Heartbeat monitoring detects silent failures. Services send periodic heartbeat signals. Missing heartbeats within expected intervals trigger alerts. Heartbeat monitoring catches scenarios where services crash without generating errors.
Ruby Implementation
Ruby applications implement alerting through various mechanisms. Exception notification libraries intercept unhandled exceptions and deliver alerts. Application performance monitoring integrations track metrics and trigger alerts through external platforms. Custom alerting code implements business-specific logic.
The exception_notification gem provides exception alerting for Ruby applications. It captures exceptions and sends notifications via email, Slack, or custom notifiers.
# Configuring exception_notification in Rails
Rails.application.config.middleware.use(
ExceptionNotification::Rack,
email: {
deliver_with: :deliver_now,
email_prefix: '[ERROR] ',
sender_address: %{"Notifier" <notifier@example.com>},
exception_recipients: %w{admin@example.com}
},
slack: {
webhook_url: ENV['SLACK_WEBHOOK_URL'],
channel: '#alerts',
additional_parameters: {
mrkdwn: true
}
}
)
# Custom notifier for specific exceptions
class CustomAlertNotifier
def self.call(exception, options = {})
return unless alert_worthy?(exception)
alert = ContextualAlert.new(
severity: severity_for(exception),
message: exception.message,
context: {
exception_class: exception.class.name,
backtrace: exception.backtrace.first(5),
environment: Rails.env,
host: Socket.gethostname
}
)
AlertDispatcher.dispatch(alert)
end
def self.alert_worthy?(exception)
# Skip common exceptions that don't require alerts
!exception.is_a?(ActiveRecord::RecordNotFound) &&
!exception.is_a?(ActionController::RoutingError)
end
def self.severity_for(exception)
case exception
when PaymentError, SecurityError
:critical
when ValidationError
:warning
else
:info
end
end
end
Application performance monitoring services like New Relic, Datadog, and Scout provide Ruby agents that collect metrics and trigger alerts based on configured conditions. These agents track response times, throughput, error rates, and custom business metrics.
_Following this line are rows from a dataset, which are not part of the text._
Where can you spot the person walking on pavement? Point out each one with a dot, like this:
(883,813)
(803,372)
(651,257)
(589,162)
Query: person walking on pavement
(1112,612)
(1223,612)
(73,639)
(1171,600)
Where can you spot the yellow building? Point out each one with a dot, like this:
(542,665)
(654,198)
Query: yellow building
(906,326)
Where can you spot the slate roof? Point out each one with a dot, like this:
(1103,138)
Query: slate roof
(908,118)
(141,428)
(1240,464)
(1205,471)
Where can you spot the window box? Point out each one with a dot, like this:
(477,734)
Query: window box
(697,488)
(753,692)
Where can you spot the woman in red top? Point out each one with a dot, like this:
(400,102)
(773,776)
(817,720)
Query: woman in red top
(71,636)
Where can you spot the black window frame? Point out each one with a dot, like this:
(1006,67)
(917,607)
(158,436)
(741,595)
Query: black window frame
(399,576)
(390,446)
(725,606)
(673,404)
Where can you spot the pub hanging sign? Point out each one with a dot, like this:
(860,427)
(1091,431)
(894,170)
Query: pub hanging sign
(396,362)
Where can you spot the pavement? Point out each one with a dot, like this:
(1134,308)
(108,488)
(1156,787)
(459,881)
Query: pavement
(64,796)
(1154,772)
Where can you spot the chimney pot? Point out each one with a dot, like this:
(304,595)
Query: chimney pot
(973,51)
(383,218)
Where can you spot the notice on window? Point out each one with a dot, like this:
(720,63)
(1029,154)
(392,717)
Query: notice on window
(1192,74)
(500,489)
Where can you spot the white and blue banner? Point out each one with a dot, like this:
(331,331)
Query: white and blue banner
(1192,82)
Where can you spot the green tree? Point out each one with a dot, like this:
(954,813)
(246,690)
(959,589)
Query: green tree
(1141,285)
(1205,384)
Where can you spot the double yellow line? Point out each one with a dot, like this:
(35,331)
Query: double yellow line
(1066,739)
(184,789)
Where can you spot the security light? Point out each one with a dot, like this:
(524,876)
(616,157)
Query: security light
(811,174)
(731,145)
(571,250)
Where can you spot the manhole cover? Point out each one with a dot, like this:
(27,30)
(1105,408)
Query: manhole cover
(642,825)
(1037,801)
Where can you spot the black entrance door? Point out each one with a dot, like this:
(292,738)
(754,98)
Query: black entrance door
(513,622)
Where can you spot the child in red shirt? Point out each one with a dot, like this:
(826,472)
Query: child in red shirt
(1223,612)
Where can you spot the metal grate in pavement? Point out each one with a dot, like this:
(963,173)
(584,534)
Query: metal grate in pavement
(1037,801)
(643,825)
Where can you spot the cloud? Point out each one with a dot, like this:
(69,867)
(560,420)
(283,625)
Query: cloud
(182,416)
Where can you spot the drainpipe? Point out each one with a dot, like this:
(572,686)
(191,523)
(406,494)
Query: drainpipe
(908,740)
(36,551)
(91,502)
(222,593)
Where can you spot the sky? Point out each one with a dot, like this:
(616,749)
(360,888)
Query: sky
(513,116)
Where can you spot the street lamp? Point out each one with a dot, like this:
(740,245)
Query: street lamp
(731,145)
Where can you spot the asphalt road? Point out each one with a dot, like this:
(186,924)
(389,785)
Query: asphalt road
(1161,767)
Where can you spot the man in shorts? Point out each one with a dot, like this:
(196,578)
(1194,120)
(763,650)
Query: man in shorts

# Custom metric tracking with alerting potential
class MetricTracker
def self.track_business_metric(metric_name, value, tags = {})
# Send to monitoring service
StatsD.gauge(metric_name, value, tags: tags)
# Check local alert conditions
AlertRuleEngine.evaluate(metric_name, value, tags)
end
def self.track_timing(metric_name)
start_time = Time.now
result = yield
duration = ((Time.now - start_time) * 1000).round
StatsD.timing(metric_name, duration)
AlertRuleEngine.evaluate_timing(metric_name, duration)
result
end
end
# Usage in application code
class PaymentProcessor
def process_payment(amount)
MetricTracker.track_timing('payment.processing_time') do
result = charge_payment(amount)
if result.success?
MetricTracker.track_business_metric(
'payment.successful',
amount,
tags: { currency: result.currency }
)
else
MetricTracker.track_business_metric(
'payment.failed',
1,
tags: { reason: result.failure_reason }
)
end
result
end
end
end
Health check endpoints enable external monitoring systems to probe application status. These endpoints verify database connectivity, cache availability, and critical service dependencies.
# Health check endpoint with detailed status
class HealthCheckController < ApplicationController
def show
checks = {
database: check_database,
redis: check_redis,
external_api: check_external_api,
disk_space: check_disk_space
}
status = checks.values.all? { |c| c[:healthy] } ? :ok : :service_unavailable
render json: {
status: status,
timestamp: Time.now.iso8601,
checks: checks
}, status: status
end
private
def check_database
{
healthy: ActiveRecord::Base.connection.active?,
response_time: measure_query_time
}
rescue => e
{
healthy: false,
error: e.message
}
end
def check_redis
{
healthy: Redis.current.ping == 'PONG',
response_time: measure_redis_time
}
rescue => e
{
healthy: false,
error: e.message
}
end
def measure_query_time
start = Time.now
ActiveRecord::Base.connection.execute('SELECT 1')
((Time.now - start) * 1000).round
end
end
Background job monitoring tracks queue depths, processing rates, and failure rates. Large queue depths indicate processing bottlenecks. High failure rates signal systemic issues.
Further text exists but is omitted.